Po korekcie nowe rekordy indeksów akcji
W kwietniu część inwestorów już wypatrywała końca hossy, ale maj zapewne rozczarował niedźwiedzią stronę rynku. Z zestawienia serwisu Analizy.pl wynika, że zaledwie jedna kategoria funduszy – akcji azjatyckich (bez Japonii) – finiszowała pod kreską, tracąc jednak tylko 0,4 proc. Jest to liczebnie bardzo skromna grupa funduszy, w której pod względem aktywów dominuje produkt Allianz TFI. Fundusze akcji azjatyckich w pierwszej połowie maja kontynuowały tegoroczne zwyżki, ale w ostatnich tygodniach zachowują się już słabiej. Korekta na rynkach akcji na Dalekim Wschodzie musiała się też odbić na wynikach funduszy globalnych rynków wschodzących, które – ze skromną, ale dodatnią stopą zwrotu – zajęły w maju miejsce przedostatnie.
Ogółem rynki akcji przynosiły satysfakcjonujące zyski. Krajowi inwestorzy znowu mogli poczuć dumę za sprawą polskich małych i średnich spółek. Portfele nastawione na drugą i trzecią linię polskich firm dały przeciętnie po 3,7 proc. zysku, a to powiększyło ich tegoroczne wyniki do niemal 14 proc. Fundusze polskich akcji uniwersalne z kolei dzięki 2,2-proc. zwyżkom w poprzednim miesiącu przekroczyły 10-proc. barierę, jeśli chodzi o stopy zwrotu od początku roku. W maju pomiędzy dwiema wspomnianymi kategoriami funduszy polskich akcji znalazły się fundusze akcji rynków rozwiniętych, zarówno globalnych, jak i europejskich, a także amerykańskich.
– W ostatnim miesiącu padły kolejne rekordy wszechczasów, zarówno na giełdach zagranicznych, jak i naszej GPW – podsumowuje Sebastian Buczek, prezes Quercusa TFI. Jak zauważa, WIG w pełni zrealizował tegoroczną prognozę Quercusa TFI (83–88 tys. pkt) i dotarł nawet w pobliże 90 tys. pkt, pod koniec zaś miesiąca nieco skorygował się do 86,3 tys. pkt.
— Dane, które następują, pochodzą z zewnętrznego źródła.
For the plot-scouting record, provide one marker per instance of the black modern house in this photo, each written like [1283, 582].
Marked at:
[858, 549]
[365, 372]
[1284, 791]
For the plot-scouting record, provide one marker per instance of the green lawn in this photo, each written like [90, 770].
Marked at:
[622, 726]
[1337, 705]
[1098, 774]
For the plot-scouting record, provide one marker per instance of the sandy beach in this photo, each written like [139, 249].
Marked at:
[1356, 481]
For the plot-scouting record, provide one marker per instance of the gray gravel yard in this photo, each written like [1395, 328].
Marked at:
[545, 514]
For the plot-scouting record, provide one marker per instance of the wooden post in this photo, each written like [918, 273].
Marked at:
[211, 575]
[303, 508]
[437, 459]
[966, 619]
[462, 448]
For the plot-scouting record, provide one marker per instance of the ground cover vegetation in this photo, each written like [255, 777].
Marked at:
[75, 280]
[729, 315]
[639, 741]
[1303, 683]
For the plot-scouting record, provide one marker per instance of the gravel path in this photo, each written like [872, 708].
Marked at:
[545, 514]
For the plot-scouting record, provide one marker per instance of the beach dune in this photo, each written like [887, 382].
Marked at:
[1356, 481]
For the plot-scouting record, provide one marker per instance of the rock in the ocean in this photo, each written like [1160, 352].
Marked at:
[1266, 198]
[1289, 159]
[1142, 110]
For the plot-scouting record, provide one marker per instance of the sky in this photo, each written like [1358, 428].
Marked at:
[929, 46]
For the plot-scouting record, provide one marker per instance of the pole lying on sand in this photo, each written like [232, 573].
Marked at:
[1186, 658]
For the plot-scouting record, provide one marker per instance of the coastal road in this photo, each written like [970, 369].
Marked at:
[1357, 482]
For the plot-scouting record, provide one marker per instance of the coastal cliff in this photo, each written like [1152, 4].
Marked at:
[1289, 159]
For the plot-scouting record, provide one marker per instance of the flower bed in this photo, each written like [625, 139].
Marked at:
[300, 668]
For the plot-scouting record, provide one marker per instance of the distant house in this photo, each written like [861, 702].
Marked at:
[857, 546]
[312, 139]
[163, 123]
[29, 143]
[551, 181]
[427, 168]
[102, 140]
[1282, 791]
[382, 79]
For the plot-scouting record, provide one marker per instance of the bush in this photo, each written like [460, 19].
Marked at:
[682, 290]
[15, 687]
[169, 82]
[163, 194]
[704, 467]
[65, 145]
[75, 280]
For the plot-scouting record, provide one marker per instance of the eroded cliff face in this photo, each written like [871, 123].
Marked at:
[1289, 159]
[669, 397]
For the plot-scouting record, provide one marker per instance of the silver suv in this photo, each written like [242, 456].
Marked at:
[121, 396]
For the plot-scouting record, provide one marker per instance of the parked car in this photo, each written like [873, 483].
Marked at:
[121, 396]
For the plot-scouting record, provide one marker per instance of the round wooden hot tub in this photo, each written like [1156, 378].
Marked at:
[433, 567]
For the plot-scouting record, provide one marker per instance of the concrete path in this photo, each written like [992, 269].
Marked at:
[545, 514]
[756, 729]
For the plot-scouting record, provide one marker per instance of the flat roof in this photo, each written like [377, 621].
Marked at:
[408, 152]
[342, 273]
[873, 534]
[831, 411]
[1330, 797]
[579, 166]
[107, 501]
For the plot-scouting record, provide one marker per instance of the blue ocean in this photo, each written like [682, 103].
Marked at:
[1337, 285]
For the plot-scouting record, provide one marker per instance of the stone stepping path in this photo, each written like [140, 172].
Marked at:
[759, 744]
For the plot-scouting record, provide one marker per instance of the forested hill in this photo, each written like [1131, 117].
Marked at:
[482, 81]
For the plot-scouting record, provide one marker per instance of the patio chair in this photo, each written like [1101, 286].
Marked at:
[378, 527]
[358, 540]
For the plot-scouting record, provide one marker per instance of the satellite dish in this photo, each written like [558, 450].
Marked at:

Czy to ostrzeżenie? Na razie czerwiec nie rysuje się optymistycznie, a na początku miesiąca widać niechęć do rynków wschodzących, która nadeszła z Ameryki Południowej. WIG we wtorek po południu zniżkował o 1,7 proc., do 85,3 pkt, redukując tegoroczną stopę zwrotu do 8,75 proc. Wyraźnie tracił także złoty przy niewielkim spadku kursu głównej pary walutowej. – Zakładaliśmy kontynuację pozytywnych tendencji na rynkach akcji w pierwszych miesiącach 2024 r., co się udało zrealizować z nawiązką. Nie wykluczamy kolejnego rekordu WIG w czerwcu, ale nie zmieniamy już naszej prognozy 83–88 tys. pkt – mówi prezes Quercusa TFI.